My query is why should I not do this
Just a few questions. How much is involved, how much is your total pension worth, what are the charges on your pension like, will you work again, is this your only pension, and how long until you retire?
 
My pension is currently approx 100k and I was considering putting 50k from redundancy into it. I have 23 years until retirement. I would hope to work in the public sector in my next role. This pension is with Irish Life at the moment.
 
My pension is currently approx 100k and I was considering putting 50k from redundancy into it. I have 23 years until retirement. I would hope to work in the public sector in my next role. This pension is with Irish Life at the moment.
If you've the redundancy money in your account on the 17th or 18th of December, then take payroll out of the picture. Salary sacrifice is a non-issue then.

If the pension company is told that you're still employed to the 31st of December - just make the AVC yourself.

They'd have your money around 2 days after you transfer it. You mightn't see it applied to your pension until January but the key date is when they get the money.

Also on tax relief, seeming you can use that in coming years if you weren't already planning on maxing your pension tax relief - which you probably won't be if you end up in the public sector.
 
We don’t have enough detail, but this sounds mad to me.

Potentially tax-free redundancy vs a tax-relieved pension contribution, I can see the merits of a discussion around that.

But potentially tax-free redundancy vs a non-tax relieved pension contribution?

Hard to see the logic.
 
We don’t have enough detail, but this sounds mad to me.

Potentially tax-free redundancy vs a tax-relieved pension contribution, I can see the merits of a discussion around that.

But potentially tax-free redundancy vs a non-tax relieved pension contribution?

Hard to see the logic.
This is one thread that discussed carrying forward pension tax relief,

Pensions have a serious disadvantage when it comes to accessing them, and governments can change rules on tax free lump sums etc. on a whim
However the advantages of investing inside a company pension outside of tax relief on contributions
- generally zero entry fees
- lower fund charges
- tax free growth
- pension investing outside of company schemes is often more expensive, usually larger fund fees and sometimes also charge entry fees.
- investing outside of pensions in Ireland can be complicated for tax, particularly for ETFs
- potentially the pension fund could be moved into a PRB - which allows more flexible investing options
 
I get that, but then if you’ve the ability to contribute the next year, you can.

Plus this may be tax-free vs pension contribution.
 
I get that, but then if you’ve the ability to contribute the next year, you can.

Plus this may be tax-free vs pension contribution.
The tax treatment of the redundancy doesn't change regardless of how it will be used - or does it?

This article by Marc Westlake gives detail on maximum AVCs and carrying forward relief.


Next year there won't be access to this pension scheme.
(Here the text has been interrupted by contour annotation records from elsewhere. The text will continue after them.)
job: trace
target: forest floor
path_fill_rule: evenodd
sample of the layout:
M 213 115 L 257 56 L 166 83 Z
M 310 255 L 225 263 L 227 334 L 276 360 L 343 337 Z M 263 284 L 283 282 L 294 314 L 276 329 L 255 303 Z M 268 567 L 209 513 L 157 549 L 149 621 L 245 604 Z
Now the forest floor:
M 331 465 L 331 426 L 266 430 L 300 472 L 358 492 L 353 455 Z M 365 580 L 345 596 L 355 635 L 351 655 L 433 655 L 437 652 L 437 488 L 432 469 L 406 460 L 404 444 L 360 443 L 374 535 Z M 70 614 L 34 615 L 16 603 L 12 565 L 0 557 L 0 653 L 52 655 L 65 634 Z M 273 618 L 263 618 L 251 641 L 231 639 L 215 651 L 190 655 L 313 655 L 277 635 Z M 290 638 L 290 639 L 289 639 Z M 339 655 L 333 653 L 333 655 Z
As the tax relief can be carried forward - doing it now is a reasonable approach - sure it'll use up spare tax relief for a few years - but that's fine. Usually but not always it's better have the money in the market longer than trickle the money in over time.

As I said company schemes are cheap, the OP is unlikely to get as good a deal if they end up in the public sector.
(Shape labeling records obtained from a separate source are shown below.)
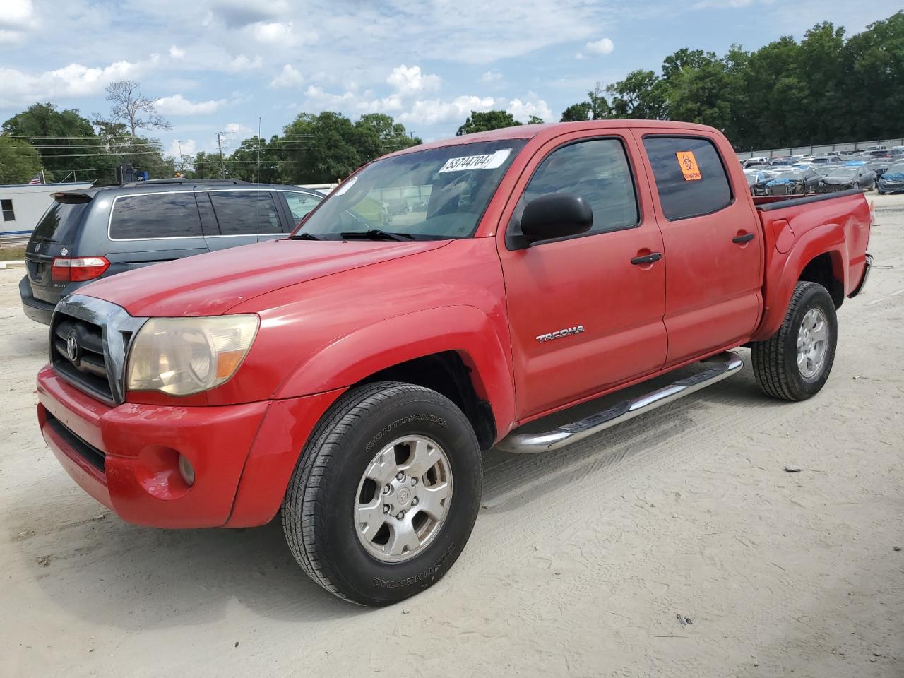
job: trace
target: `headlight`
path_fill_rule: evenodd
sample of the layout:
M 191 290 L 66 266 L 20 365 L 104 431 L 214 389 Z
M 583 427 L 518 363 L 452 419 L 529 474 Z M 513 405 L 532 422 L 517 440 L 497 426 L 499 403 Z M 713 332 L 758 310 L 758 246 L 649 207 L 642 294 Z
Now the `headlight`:
M 254 315 L 151 318 L 128 354 L 126 388 L 191 395 L 235 374 L 258 332 Z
I didn't want to over complicate the decision, but an old pension fund can also be moved to a PRB where currently you can have access to ETFs, shares etc.. Considering Revenues ever changing and complicated attitudes to ETFs - being able to invest in them tax free is something I find useful.

For a PRB you probably want your fund going in there as big as possible - to be a more useful investment and to get a better deal on fees.